Haedar juga mengatakan, sudah saatnya kehidupan politik nasional Indonesia dapat berjalan dengan elegan dan bermartabat. "Demo sebagai bagian dari hak warganegara, yang terpenting tetap damai dan bermartabat, serta mengindahkan hukum dan peraturan yang berlaku, sebagaimana kehidupan politik nasional," tambah Haedar.
"Jika ada angkatan Muhammadiyah yang ikut demo, itu merupakan hak dia sebagai warga negara, bukan membawa atribut Muhammadiyah," tegas Haedar.
Ketum Muhammadiyah tidak melarang warganya untuk turut serta dalam demonstrasi karena unjuk rasa merupakan hak yang sah dalam berdemokrasi selama dalam koridor kesantunan dan keadaban.
"Aksi demonstrasi merupakan bentuk pernyataan pendapat dan aspirasi, merupakan hak warga negara yang dijamin Undang-undang Dasar dan tidak dapat dilarang oleh siapapun termasuk pemerintah," jelas Haedar.
Sementara itu, Menteri Koordinator bidang Politik, Hukum dan Keamanan (Menkopolhukam), Wiranto, dalam kesempatan tersebut mengatakan, masyarakat dihimbau untuk tetap tenang, dan tidak resah dalam menanggapi diduganya penistaan agama yang dilakukan oleh Gubernur DKI Jakarta, Ahok.

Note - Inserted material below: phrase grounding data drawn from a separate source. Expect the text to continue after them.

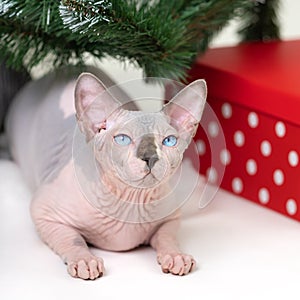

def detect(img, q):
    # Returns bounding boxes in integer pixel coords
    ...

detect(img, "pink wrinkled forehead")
[108,110,176,136]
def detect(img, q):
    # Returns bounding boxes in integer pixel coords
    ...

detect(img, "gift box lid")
[189,40,300,125]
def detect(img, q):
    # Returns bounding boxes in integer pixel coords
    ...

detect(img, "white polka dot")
[221,103,232,119]
[288,150,299,167]
[208,121,219,138]
[248,112,259,128]
[206,167,217,183]
[220,149,231,165]
[196,140,206,156]
[273,169,284,186]
[258,188,270,204]
[286,199,297,215]
[260,140,272,157]
[232,177,243,194]
[246,159,257,175]
[275,121,286,138]
[233,131,245,147]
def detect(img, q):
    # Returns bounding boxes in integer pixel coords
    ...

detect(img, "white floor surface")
[1,159,300,300]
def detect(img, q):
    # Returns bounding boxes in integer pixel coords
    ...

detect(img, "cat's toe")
[67,257,104,280]
[158,253,195,275]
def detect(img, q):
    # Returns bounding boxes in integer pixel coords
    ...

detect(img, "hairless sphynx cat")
[6,67,207,279]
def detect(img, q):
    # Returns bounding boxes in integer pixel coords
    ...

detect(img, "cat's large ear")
[163,79,207,144]
[75,72,121,141]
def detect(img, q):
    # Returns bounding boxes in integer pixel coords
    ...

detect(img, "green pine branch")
[238,0,281,42]
[0,0,271,81]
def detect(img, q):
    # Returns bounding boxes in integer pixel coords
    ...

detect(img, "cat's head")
[75,73,207,188]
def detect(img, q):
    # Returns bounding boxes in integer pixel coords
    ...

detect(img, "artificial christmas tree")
[0,0,279,81]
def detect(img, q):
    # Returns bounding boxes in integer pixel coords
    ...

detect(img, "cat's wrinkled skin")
[6,67,207,279]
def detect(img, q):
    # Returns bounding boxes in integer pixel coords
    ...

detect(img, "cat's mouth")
[131,171,162,188]
[141,173,160,187]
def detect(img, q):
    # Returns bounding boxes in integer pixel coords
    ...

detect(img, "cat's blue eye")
[114,134,132,146]
[162,135,177,147]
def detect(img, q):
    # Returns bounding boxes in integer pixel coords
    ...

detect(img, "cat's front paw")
[157,253,195,276]
[67,256,105,280]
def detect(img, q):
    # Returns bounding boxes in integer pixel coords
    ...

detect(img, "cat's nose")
[142,154,159,170]
[137,134,159,170]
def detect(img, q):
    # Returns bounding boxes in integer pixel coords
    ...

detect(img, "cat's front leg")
[31,195,104,280]
[150,216,195,276]
[35,219,104,279]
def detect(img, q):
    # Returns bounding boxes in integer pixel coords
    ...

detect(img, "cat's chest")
[50,163,163,251]
[79,214,160,251]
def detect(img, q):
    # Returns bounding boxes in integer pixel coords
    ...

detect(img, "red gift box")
[186,40,300,221]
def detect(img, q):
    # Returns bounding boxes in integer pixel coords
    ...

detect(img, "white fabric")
[1,159,300,300]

"Dengan adanya isu yang bergulir, sudah dilakukan proses oleh pihak Kepolisan, tentunya ada tahapan-tahapan, dan proses yang tidak serta merta, semuanya butuh proses," ucap Wiranto.

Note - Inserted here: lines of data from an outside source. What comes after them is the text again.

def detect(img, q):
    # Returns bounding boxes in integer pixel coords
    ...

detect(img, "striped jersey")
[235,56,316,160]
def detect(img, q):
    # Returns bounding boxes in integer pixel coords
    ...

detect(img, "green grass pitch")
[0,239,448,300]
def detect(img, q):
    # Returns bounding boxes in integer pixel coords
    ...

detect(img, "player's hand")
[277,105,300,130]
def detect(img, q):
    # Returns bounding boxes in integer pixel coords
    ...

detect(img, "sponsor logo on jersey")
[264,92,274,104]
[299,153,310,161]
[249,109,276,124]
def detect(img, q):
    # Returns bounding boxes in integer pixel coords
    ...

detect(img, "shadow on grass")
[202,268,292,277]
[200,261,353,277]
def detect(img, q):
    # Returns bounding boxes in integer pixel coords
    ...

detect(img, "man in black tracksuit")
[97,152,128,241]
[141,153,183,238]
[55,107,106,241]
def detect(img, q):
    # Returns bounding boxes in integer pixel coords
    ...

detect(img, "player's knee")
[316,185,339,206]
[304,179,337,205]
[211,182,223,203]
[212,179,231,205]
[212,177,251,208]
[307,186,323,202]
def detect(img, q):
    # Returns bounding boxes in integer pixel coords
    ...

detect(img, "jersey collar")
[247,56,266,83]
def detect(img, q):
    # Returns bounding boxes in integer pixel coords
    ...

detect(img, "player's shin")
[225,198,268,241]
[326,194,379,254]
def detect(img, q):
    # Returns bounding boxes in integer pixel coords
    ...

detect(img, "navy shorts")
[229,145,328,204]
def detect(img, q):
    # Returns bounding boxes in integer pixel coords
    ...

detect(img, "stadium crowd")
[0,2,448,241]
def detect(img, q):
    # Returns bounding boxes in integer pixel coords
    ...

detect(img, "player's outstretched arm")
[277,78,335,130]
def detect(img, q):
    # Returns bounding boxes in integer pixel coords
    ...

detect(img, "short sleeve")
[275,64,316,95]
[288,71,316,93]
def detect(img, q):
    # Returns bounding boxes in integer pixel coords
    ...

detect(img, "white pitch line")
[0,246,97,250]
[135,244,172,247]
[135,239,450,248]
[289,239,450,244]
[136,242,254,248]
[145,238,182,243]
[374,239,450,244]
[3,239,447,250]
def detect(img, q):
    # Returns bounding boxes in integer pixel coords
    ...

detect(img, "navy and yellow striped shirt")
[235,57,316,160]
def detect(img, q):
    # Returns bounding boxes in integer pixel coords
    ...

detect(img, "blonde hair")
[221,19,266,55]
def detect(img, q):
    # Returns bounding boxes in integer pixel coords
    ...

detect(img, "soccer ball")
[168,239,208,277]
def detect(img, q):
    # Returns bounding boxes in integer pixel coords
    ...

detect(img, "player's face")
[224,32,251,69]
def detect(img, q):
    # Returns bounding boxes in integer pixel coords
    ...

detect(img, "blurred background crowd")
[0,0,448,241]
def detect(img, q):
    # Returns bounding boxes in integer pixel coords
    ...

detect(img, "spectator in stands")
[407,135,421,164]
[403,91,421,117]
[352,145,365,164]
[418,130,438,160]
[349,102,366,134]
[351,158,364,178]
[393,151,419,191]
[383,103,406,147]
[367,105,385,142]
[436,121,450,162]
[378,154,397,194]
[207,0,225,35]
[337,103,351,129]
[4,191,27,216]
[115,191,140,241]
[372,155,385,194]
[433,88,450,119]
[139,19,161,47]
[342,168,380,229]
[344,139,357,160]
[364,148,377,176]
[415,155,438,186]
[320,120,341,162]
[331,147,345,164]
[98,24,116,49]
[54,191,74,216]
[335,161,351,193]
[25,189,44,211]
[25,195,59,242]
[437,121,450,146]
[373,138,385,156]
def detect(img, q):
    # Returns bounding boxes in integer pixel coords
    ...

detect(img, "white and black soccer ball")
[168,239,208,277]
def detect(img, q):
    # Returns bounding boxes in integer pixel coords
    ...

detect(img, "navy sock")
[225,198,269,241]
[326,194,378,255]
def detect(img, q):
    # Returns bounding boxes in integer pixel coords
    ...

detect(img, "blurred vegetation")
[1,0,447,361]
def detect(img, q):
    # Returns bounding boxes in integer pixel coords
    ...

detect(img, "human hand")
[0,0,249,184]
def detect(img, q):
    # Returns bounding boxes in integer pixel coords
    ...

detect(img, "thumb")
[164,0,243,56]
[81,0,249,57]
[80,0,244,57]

Wiranto juga meminta kepada seluruh lapisan masyarakat untuk menjaga keharmonisan, dan tidak mudah terprovokasi dalam melakukan tindakan anarkis.
Silaturahim antara Presiden Joko Widodo (Jokowi) dengan pimpinan Majelis Ulama Indonesia (MUI), Pengurus Besar Nahdlatul Ulama (PBNU), dan Pimpinan Pusat (PP) Muhammadiyah, di Istana Merdeka, Jakarta, telah menyepakati bahwa Negara Kesatuan Republik Indonesia (NKRI) adalah final, dan tidak akan ada toleransi terhadap siapa saja yang akan memecah belah bangsa ini..

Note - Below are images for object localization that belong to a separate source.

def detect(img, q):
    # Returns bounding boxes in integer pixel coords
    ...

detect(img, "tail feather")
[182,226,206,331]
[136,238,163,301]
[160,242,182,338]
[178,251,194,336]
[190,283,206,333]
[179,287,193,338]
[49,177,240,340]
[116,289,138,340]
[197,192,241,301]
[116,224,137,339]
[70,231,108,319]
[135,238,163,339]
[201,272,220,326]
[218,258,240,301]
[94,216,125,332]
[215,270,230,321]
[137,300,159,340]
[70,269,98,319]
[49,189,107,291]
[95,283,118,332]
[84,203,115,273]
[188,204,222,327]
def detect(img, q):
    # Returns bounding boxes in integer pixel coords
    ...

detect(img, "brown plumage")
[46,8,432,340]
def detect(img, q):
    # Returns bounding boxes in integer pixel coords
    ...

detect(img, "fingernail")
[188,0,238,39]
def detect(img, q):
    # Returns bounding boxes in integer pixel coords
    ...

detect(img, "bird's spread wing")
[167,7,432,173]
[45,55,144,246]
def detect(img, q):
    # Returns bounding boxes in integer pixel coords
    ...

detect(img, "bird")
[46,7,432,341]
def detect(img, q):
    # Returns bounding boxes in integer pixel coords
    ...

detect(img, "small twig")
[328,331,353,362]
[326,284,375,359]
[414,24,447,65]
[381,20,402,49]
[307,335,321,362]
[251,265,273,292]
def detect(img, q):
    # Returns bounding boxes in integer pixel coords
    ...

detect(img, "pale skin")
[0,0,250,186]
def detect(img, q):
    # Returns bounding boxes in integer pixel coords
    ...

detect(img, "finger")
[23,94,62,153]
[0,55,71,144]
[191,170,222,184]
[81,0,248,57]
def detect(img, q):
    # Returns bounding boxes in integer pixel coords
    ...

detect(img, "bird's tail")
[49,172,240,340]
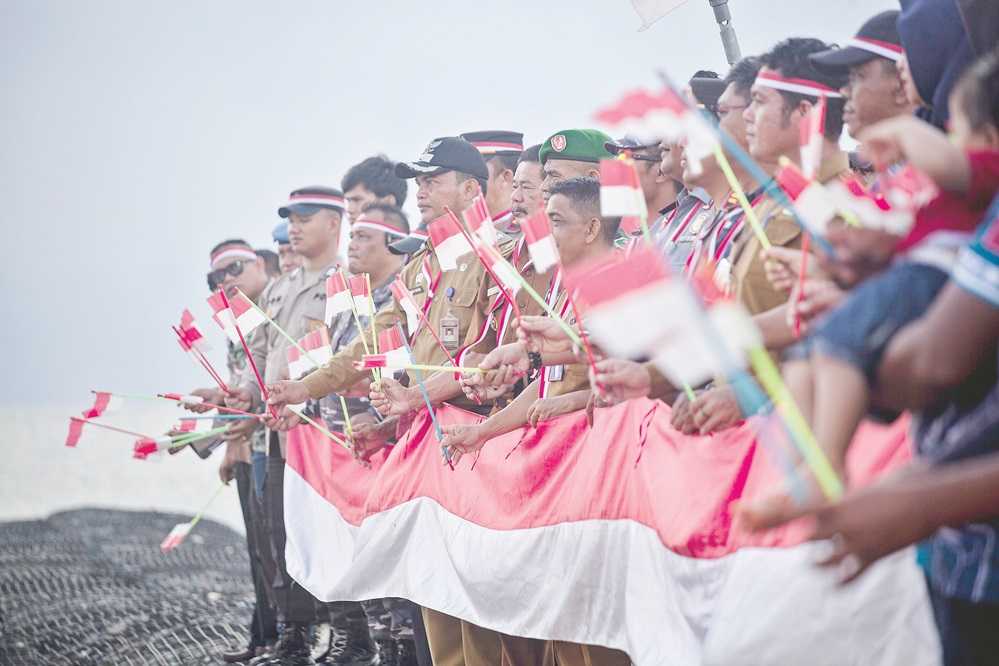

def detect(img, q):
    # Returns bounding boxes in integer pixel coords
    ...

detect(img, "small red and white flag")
[826,176,914,235]
[600,159,648,218]
[799,95,827,181]
[160,522,192,552]
[879,164,939,212]
[348,275,374,317]
[462,194,498,247]
[178,309,211,353]
[325,274,353,324]
[82,391,123,419]
[374,325,412,375]
[565,249,757,386]
[65,417,98,447]
[175,417,214,435]
[479,243,522,296]
[287,345,306,379]
[159,392,206,406]
[389,277,421,336]
[775,160,838,236]
[428,213,473,271]
[207,290,265,343]
[133,435,174,460]
[522,209,559,274]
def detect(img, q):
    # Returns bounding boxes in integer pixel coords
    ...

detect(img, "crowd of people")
[173,2,999,664]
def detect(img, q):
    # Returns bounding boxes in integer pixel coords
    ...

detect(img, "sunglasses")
[207,259,248,291]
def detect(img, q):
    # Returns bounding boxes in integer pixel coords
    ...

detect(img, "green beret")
[539,128,614,166]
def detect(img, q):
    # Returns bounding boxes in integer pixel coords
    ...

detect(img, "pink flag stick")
[172,325,229,392]
[69,416,154,441]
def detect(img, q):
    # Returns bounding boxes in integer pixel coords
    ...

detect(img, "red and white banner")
[283,403,937,665]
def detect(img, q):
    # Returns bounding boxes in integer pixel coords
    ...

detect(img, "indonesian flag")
[826,176,915,235]
[349,275,373,317]
[593,85,716,173]
[462,194,498,247]
[65,417,96,447]
[600,158,648,218]
[287,345,306,380]
[775,160,838,236]
[81,391,122,419]
[799,95,826,181]
[372,325,412,376]
[178,309,211,353]
[428,213,473,271]
[160,522,192,553]
[325,274,352,325]
[175,417,214,435]
[300,327,333,371]
[159,392,206,406]
[478,243,522,296]
[879,164,939,212]
[282,401,933,666]
[522,209,559,274]
[566,249,755,386]
[207,290,265,343]
[390,277,421,336]
[133,435,174,460]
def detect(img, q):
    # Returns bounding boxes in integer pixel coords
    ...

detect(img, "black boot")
[319,615,379,666]
[249,623,315,666]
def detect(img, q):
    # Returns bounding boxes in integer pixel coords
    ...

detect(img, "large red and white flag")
[348,275,373,317]
[389,277,421,336]
[600,159,648,218]
[428,213,474,271]
[462,194,498,247]
[178,309,211,353]
[774,161,838,236]
[283,403,935,666]
[522,209,559,274]
[325,274,353,324]
[207,290,265,342]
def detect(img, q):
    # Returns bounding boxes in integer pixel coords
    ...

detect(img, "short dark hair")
[255,249,280,277]
[548,177,620,244]
[361,201,410,243]
[341,155,408,207]
[953,47,999,133]
[724,56,763,99]
[209,238,252,257]
[487,153,520,174]
[453,170,489,196]
[518,144,542,167]
[759,38,847,140]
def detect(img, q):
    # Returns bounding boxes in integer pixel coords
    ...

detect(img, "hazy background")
[1,0,894,525]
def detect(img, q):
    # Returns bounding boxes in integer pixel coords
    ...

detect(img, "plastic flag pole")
[218,289,275,419]
[713,145,772,251]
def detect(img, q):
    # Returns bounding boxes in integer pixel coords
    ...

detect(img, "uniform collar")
[817,149,852,184]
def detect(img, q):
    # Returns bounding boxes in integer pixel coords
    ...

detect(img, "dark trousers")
[266,434,368,628]
[928,577,999,666]
[235,461,279,646]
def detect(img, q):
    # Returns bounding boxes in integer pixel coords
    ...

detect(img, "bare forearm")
[755,304,797,351]
[479,380,540,439]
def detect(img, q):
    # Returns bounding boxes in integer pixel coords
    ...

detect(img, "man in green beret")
[539,128,613,200]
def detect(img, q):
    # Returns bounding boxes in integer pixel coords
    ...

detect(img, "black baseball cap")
[387,228,429,256]
[689,70,725,116]
[810,11,903,74]
[395,137,489,181]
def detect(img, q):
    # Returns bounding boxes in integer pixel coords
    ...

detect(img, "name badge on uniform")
[689,210,712,236]
[548,365,565,382]
[440,309,459,350]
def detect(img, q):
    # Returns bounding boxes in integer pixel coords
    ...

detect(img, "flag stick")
[175,414,254,420]
[70,417,153,440]
[712,145,772,251]
[172,325,229,392]
[748,347,844,500]
[408,360,448,464]
[334,272,372,356]
[398,363,484,374]
[290,408,350,449]
[186,482,228,531]
[157,394,262,419]
[168,425,231,449]
[217,289,275,418]
[445,207,522,320]
[792,233,811,338]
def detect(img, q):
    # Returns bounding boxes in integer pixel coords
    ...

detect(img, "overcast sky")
[2,0,895,405]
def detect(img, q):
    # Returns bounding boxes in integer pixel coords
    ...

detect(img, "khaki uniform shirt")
[302,239,516,411]
[541,285,590,399]
[728,150,851,316]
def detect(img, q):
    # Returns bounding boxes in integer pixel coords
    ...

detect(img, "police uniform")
[243,186,376,666]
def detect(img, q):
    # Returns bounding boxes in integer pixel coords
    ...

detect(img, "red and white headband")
[352,217,407,237]
[472,141,525,155]
[756,69,843,98]
[846,37,904,63]
[210,247,257,270]
[285,191,345,208]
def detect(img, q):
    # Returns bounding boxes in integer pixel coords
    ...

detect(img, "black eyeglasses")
[207,260,248,291]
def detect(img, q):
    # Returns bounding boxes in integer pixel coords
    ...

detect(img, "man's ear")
[585,217,602,244]
[796,98,814,120]
[462,177,482,201]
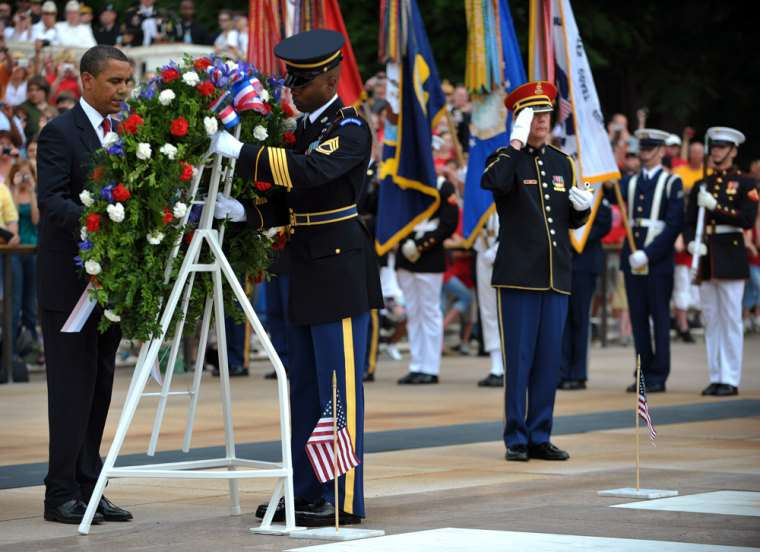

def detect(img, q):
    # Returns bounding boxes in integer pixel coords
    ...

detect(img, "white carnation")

"Kami sepakat bahwa kita memang siap untuk membela negara dan bagi kami NKRI final, dan kita tidak akan memberikan toleransi kepada siapa saja yang akan memecah-belah bangsa ini," kata Ketua Umum MUI, Ma'ruf Amin, dalam jumpa pers di Kantor Presiden, Jakarta pada Selasa siang (1/11).
Menurut Ma'ruf, dalam pertemuan tersebut, sejumlah pengurus organisasi massa Islam menyampaikan ada kegaduhan yang diakibatkan pernyataan salah satu kepala daerah dengan dugaan penistaan agama.
Ma'ruf menilai, kendati masalah itu tidak berhubungan dengan politik maupun Pilkada yang akan dilaksanakan pada 2017, namun isu itu menjadi berkembang dan menimbulkan keresahan di masyarakat.
"Karena itu kita sepakat semua ini diproses secara terhormat, proporsional, melalui proses hukum. Presiden mengatakan bahwa beliau sudah memerintahkan ini untuk diproses dan beliau tidak akan intervensi terhadap masalah ini," ujar Ma'ruf.
Ketua MUI juga mengatakan sepakat untuk berdemonstrasi sesuai aturan dan akan berlangsung tertib.
Mendampingi Ketua Umum MUI saat menyampaikan konperensi pers itu adalah Menko Polhukam Wiranto, dan Menteri Agama Lukman Hakim Saifuddin, Ketua Umum PP Muhammadiyah Haedar Nashir, dan Sekretaris Umum PP Muhammadiyah Abdul Mu’ti.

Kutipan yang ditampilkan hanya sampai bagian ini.